The partialFilterExpression gives a way to match which documents should appear in the index at all. When querying against the index, the entire partialFilterExpression must be included as-is in the query. The above index can now field a query for

{
  organization: 'abcd1234',
  kind: 'contact',
  deletedAt: null
}

but it cannot field a query for

{
  organization: 'abcd1234',
  kind: 'contact'
}

because it doesn’t hold every contact in the index — only those with the value null (or undefined! know thy enemy, for their name is “mongoose”) in their deletedAt field. This can be highly constraining, but in the right circumstances, it cuts down on index size pretty significantly. It’s particularly useful in cases where you have some object that is relevant for a specific, short period of time, and are mostly querying for objects in that state — for example, building a backing collection for a message queue, where messages in the queue are no longer relevant after they are processed

One thing worth noting is that the partialFilterExpression field does not support everything that a normal find would — for example, the $ne operator. You’ll have to get clever where you’d usually do a { $ne: null } to check for truthy values. Even $exists has its quirks — a null field still exists! We use $type like { someStringField: { $type: 'string' } } to filter by truthy values in a partialFilterExpression.

Where do I go from here?

Go try some queries! Grab a sample data set, or just insert a few basic documents. Learn the query explainer! Fear the COLLSCAN! So much of learning a complex piece of software like MongoDB is through experimentation. The docs can’t feed you the exact way that every database feature is going to intersect and interact with every other database feature. Set up minimal test cases, verify that queries give the expected results, and see what the explainer spits out for how efficiently it was able to execute the query. Don’t be afraid to massage data into a different form to efficiently fulfill queries.

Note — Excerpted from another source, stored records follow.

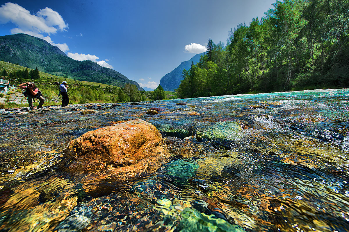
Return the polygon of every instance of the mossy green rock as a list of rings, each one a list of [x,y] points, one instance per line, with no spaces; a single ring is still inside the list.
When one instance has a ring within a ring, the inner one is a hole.
[[[206,139],[215,138],[229,139],[242,130],[235,121],[218,122],[207,128],[202,128],[196,132],[196,139],[199,141]]]
[[[183,219],[178,227],[180,232],[243,232],[239,226],[231,225],[221,218],[213,218],[214,216],[207,215],[190,208],[186,208],[181,213]]]

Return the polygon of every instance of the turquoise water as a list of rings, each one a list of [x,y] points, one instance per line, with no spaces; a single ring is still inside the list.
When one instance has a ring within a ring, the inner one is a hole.
[[[348,100],[315,90],[1,118],[0,230],[349,231]],[[72,140],[136,118],[160,131],[159,168],[97,181],[113,164],[76,168]]]

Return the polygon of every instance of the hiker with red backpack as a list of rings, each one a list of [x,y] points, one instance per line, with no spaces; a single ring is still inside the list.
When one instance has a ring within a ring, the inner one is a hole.
[[[39,90],[38,87],[35,86],[35,83],[34,82],[23,83],[18,85],[18,87],[22,90],[25,90],[25,91],[23,93],[23,94],[28,98],[28,103],[31,109],[34,109],[32,100],[34,98],[39,99],[40,101],[37,108],[40,109],[43,108],[45,98],[43,96],[41,92]]]

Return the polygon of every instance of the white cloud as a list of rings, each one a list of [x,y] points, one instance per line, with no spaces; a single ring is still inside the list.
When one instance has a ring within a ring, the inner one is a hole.
[[[62,52],[66,52],[67,51],[69,51],[69,47],[65,43],[64,44],[55,44],[51,39],[51,37],[50,36],[45,36],[45,37],[41,34],[30,31],[24,31],[19,28],[14,28],[11,30],[11,33],[12,34],[17,34],[17,33],[23,33],[27,34],[32,36],[35,36],[38,38],[42,39],[45,40],[47,42],[50,43],[54,46],[57,46],[59,48]]]
[[[54,34],[58,31],[66,31],[68,28],[62,16],[57,11],[46,7],[40,9],[36,15],[17,4],[7,2],[0,7],[0,24],[11,22],[17,27],[11,30],[12,34],[24,33],[44,39],[64,52],[69,51],[66,44],[55,44],[50,36],[44,34]]]
[[[83,60],[90,60],[97,63],[102,67],[105,68],[109,68],[110,69],[113,69],[111,65],[107,63],[104,60],[101,60],[100,61],[97,61],[97,60],[99,59],[99,57],[95,55],[90,55],[88,54],[79,54],[77,52],[73,53],[71,52],[68,53],[68,56],[71,58],[72,58],[76,60],[78,60],[82,61]]]
[[[37,12],[36,15],[32,15],[17,4],[7,2],[0,7],[0,24],[9,22],[23,31],[49,35],[68,28],[62,16],[51,8],[46,7]]]
[[[156,83],[155,82],[151,82],[150,80],[146,84],[143,84],[142,83],[140,83],[139,84],[139,86],[142,88],[143,87],[147,87],[147,88],[152,88],[153,90],[155,90],[156,88],[157,88],[157,86],[159,86],[159,84]]]
[[[82,61],[83,60],[89,60],[94,62],[97,62],[97,60],[99,58],[95,56],[94,55],[90,55],[88,54],[79,54],[77,52],[73,53],[71,52],[68,53],[68,56],[71,58],[73,58],[74,60]]]
[[[114,68],[113,68],[113,66],[111,66],[111,65],[109,64],[104,60],[101,60],[100,61],[97,61],[96,63],[101,66],[102,67],[104,67],[104,68],[109,68],[110,69]]]
[[[61,31],[66,31],[66,28],[68,28],[68,24],[64,22],[60,15],[51,8],[46,7],[44,9],[40,9],[36,13],[36,15],[43,18],[46,25],[58,28]]]
[[[190,53],[198,54],[207,51],[206,47],[205,46],[195,43],[192,43],[190,44],[185,45],[184,48],[185,49],[185,52]]]
[[[11,30],[12,34],[24,33],[42,39],[54,46],[57,46],[64,52],[69,51],[69,47],[66,43],[54,43],[50,35],[55,34],[58,31],[66,31],[69,28],[63,18],[57,11],[50,8],[46,7],[40,9],[35,14],[31,14],[30,11],[17,4],[7,2],[0,7],[0,24],[12,23],[16,28]],[[45,34],[48,36],[45,36]],[[80,33],[80,36],[83,36]],[[95,55],[79,54],[77,53],[68,53],[68,56],[79,61],[89,60],[95,62],[103,67],[113,68],[113,67],[104,60],[97,61],[99,58]],[[106,60],[106,61],[109,61]]]

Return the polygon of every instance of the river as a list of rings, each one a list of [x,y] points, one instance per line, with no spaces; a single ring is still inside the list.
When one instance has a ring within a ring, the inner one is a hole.
[[[0,117],[0,231],[349,231],[349,89],[142,103]],[[87,191],[93,172],[72,171],[70,141],[134,119],[170,156]]]

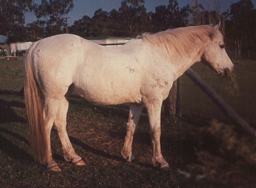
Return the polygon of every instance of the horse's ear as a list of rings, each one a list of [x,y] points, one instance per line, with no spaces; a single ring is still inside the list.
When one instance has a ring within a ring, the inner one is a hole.
[[[219,22],[219,24],[216,25],[214,26],[214,28],[215,29],[216,31],[219,30],[219,26],[220,26],[220,21]]]

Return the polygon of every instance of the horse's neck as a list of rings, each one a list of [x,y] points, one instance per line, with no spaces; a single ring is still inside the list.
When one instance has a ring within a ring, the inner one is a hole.
[[[190,54],[184,54],[182,56],[174,55],[173,64],[176,72],[175,79],[182,75],[187,70],[196,62],[201,61],[203,52],[202,46],[191,48],[193,51]]]

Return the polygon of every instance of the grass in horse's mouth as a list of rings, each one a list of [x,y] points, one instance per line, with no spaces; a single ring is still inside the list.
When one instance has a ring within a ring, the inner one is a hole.
[[[235,78],[237,76],[234,71],[232,72],[230,70],[227,68],[225,69],[224,74],[225,74],[224,77],[226,78]]]

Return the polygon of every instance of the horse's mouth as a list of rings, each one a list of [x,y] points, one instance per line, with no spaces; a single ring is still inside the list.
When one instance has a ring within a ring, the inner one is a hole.
[[[235,73],[229,69],[226,68],[222,71],[219,75],[222,78],[235,78],[236,76]]]

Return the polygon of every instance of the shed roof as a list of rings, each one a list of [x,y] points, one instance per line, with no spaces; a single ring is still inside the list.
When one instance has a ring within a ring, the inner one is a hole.
[[[7,38],[3,35],[0,35],[0,43],[5,43]]]

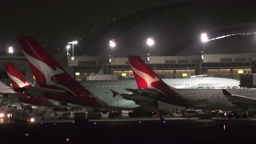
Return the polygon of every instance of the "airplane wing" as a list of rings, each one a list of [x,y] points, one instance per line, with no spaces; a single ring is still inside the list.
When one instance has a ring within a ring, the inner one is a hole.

Read through the available query predicates — some notables, not yet mentioned: $elemMatch, $all, and $regex (efficient when doing prefix matches!).

MongoDB is a fast, massively useful, incredibly generic database. At Knudge, we’ve built message queues, global locking mechanisms, global abort signals (à la AbortController), synchronized caches, and a couple simple key-value stores — all on top of the same database. It has its caveats, as with any database, but is incredibly useful. It can probably do whatever you want it to do, if only with one more layer of indirection.